Consumers looking for some nice warm socks for Dad this Christmas will find their choices limited. Wigwam Mills, a quintessential American company that’s been knitting hosiery in Wisconsin for more than a century, had to shut down its operation last year due to pandemic work restrictions.
New management has the mill back in operation but good luck finding a pair of its iconic 625 wool blend sock, a bestseller for more than half a century. You can find the product page on many retail sites, but with the notice that the 625 “is expected to be out of stock through early 2022.”
The same is true at L.L. Bean, whose trademark wool ragg sock is also unavailable as of this writing.
Take a drive along your local “auto row” of car dealers and you’ll notice something unusual: lots of empty spots where rows and rows of shiny new vehicles used to be the norm. Chip shortages caused by pandemic shutdowns have forced makers like Toyota to slash production.
U.S. retailers face one of the most challenging holiday seasons in years.
If the factories in China, Vietnam, and elsewhere aren’t closed, the cost of shipping goods has, by some accounts, quadrupled.
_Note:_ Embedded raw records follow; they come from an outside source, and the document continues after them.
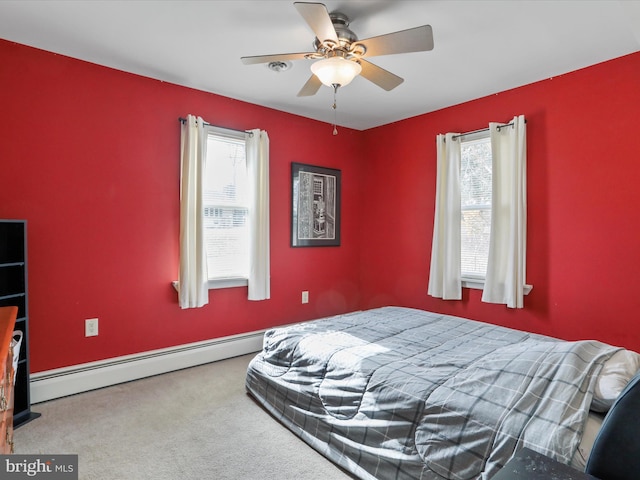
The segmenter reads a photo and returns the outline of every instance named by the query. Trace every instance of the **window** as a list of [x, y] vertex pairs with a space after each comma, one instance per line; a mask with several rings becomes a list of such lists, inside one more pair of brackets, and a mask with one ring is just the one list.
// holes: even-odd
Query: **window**
[[460, 270], [463, 280], [484, 280], [491, 234], [489, 132], [463, 137], [460, 148]]
[[249, 277], [249, 180], [243, 132], [207, 128], [204, 240], [209, 288]]

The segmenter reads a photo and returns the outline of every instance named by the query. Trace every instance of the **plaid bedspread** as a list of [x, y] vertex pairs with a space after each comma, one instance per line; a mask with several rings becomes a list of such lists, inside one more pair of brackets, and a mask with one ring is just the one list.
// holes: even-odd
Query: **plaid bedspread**
[[265, 334], [247, 390], [363, 479], [490, 479], [522, 447], [575, 454], [617, 348], [402, 307]]

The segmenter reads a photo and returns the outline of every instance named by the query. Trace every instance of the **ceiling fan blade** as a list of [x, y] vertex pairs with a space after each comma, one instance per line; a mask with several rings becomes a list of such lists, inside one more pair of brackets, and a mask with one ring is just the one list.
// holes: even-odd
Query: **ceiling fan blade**
[[362, 72], [360, 72], [360, 75], [386, 91], [393, 90], [404, 82], [404, 78], [394, 75], [388, 70], [378, 67], [366, 60], [360, 59], [360, 65], [362, 66]]
[[315, 95], [316, 93], [318, 93], [318, 90], [320, 90], [321, 86], [322, 82], [320, 81], [320, 79], [315, 75], [311, 75], [309, 80], [307, 80], [307, 83], [305, 83], [304, 86], [300, 89], [297, 96], [310, 97], [312, 95]]
[[322, 3], [294, 2], [293, 5], [309, 24], [320, 42], [331, 40], [338, 43], [338, 34], [333, 27], [327, 7]]
[[314, 52], [304, 53], [280, 53], [276, 55], [255, 55], [252, 57], [241, 57], [242, 63], [245, 65], [254, 65], [256, 63], [270, 63], [270, 62], [287, 62], [289, 60], [304, 60], [306, 55], [311, 55]]
[[395, 53], [424, 52], [433, 50], [433, 30], [431, 25], [401, 30], [378, 37], [359, 40], [367, 51], [364, 56], [392, 55]]

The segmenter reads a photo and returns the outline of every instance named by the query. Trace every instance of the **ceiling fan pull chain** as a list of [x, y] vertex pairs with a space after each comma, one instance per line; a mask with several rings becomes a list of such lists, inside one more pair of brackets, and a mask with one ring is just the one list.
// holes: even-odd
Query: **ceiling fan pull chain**
[[338, 127], [337, 127], [338, 114], [336, 113], [336, 110], [338, 109], [338, 105], [336, 101], [336, 94], [338, 93], [339, 86], [340, 85], [338, 85], [337, 83], [333, 84], [333, 105], [331, 106], [331, 108], [333, 108], [333, 134], [334, 135], [338, 134]]

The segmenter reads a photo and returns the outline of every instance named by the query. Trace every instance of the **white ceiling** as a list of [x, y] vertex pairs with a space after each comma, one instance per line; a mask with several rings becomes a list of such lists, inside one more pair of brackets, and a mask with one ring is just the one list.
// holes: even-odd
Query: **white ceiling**
[[[338, 91], [338, 125], [364, 130], [640, 50], [640, 0], [327, 0], [365, 39], [419, 25], [430, 52], [368, 58], [405, 79]], [[285, 72], [241, 56], [312, 50], [293, 0], [2, 0], [0, 38], [332, 123], [333, 91], [296, 94]], [[1, 67], [0, 62], [0, 68]], [[197, 112], [196, 112], [197, 113]]]

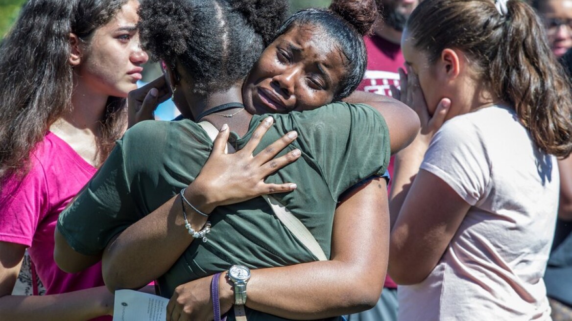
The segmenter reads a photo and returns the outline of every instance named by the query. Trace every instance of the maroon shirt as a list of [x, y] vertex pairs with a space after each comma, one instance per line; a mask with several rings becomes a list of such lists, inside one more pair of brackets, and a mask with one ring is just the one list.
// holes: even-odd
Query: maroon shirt
[[[364, 41], [367, 49], [367, 68], [357, 90], [391, 96], [390, 86], [392, 85], [399, 88], [398, 69], [404, 69], [405, 58], [401, 53], [401, 46], [375, 34], [364, 38]], [[390, 175], [393, 175], [393, 168], [394, 158], [392, 157], [387, 168]], [[391, 187], [390, 183], [387, 186], [388, 191]], [[397, 284], [388, 275], [384, 287], [395, 288]]]

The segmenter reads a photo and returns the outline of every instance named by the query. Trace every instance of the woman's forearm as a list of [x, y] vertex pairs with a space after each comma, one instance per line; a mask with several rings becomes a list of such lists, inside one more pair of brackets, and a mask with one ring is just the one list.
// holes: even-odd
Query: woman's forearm
[[572, 220], [572, 156], [558, 160], [560, 171], [560, 202], [558, 218]]
[[341, 315], [377, 303], [385, 271], [364, 271], [336, 260], [252, 271], [247, 306], [299, 320]]
[[[195, 200], [193, 188], [192, 184], [186, 191], [191, 202]], [[208, 219], [188, 207], [185, 212], [197, 231]], [[148, 284], [166, 272], [193, 239], [185, 227], [181, 196], [173, 197], [106, 247], [102, 260], [105, 284], [114, 290], [138, 288]]]
[[[375, 305], [389, 252], [386, 184], [383, 179], [374, 179], [338, 207], [331, 260], [252, 271], [247, 306], [302, 320], [355, 312]], [[224, 286], [224, 295], [232, 296], [228, 283]]]
[[85, 321], [113, 313], [113, 295], [105, 287], [50, 295], [0, 298], [0, 319], [10, 321]]

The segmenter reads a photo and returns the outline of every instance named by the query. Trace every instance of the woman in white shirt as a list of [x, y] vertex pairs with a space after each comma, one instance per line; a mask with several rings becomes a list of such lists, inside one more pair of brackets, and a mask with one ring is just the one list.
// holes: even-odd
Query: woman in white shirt
[[391, 195], [400, 320], [550, 319], [572, 98], [543, 32], [515, 0], [426, 0], [408, 21], [394, 92], [422, 128]]

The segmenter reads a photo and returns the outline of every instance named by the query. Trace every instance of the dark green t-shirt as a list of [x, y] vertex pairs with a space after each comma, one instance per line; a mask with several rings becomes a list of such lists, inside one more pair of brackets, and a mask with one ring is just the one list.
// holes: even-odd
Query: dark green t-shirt
[[[255, 153], [296, 130], [297, 138], [280, 155], [298, 148], [301, 157], [266, 182], [297, 184], [293, 192], [274, 196], [308, 228], [329, 257], [340, 194], [386, 171], [390, 151], [385, 121], [370, 106], [344, 103], [272, 116], [275, 123]], [[253, 116], [244, 137], [235, 137], [237, 149], [265, 117]], [[114, 235], [192, 182], [212, 147], [206, 133], [189, 120], [138, 124], [118, 141], [86, 189], [60, 214], [58, 230], [78, 252], [100, 253]], [[163, 296], [170, 297], [177, 286], [234, 264], [256, 268], [316, 260], [262, 198], [218, 207], [209, 220], [212, 226], [208, 242], [193, 242], [158, 280]]]

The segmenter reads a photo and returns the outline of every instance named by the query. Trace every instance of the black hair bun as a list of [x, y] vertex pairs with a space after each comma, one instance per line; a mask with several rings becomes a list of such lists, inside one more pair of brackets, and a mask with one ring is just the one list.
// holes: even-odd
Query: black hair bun
[[262, 37], [265, 46], [274, 40], [289, 11], [287, 0], [232, 0], [231, 3]]
[[329, 9], [353, 26], [362, 35], [371, 33], [378, 18], [375, 0], [333, 0]]

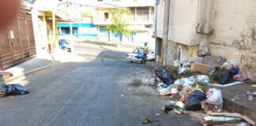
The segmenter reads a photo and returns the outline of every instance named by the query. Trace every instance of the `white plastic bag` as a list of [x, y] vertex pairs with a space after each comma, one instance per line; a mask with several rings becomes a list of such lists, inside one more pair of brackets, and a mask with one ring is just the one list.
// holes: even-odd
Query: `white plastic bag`
[[223, 99], [220, 89], [210, 88], [206, 91], [205, 102], [215, 105], [218, 109], [223, 107]]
Popular items are getting scarce while demand is high, and consumers have money to spend. It’s a worst-case scenario: supply constraints spawn rising prices which could be turning off consumer purchase decisions.
The out-of-stock problem has gotten so bad that a micro industry has sprung up to help retailers manage their online presence. New York-based Flieber, had an initial public offering in September, claiming it has developed a platform to help retailers avoid having too many out of stock notices.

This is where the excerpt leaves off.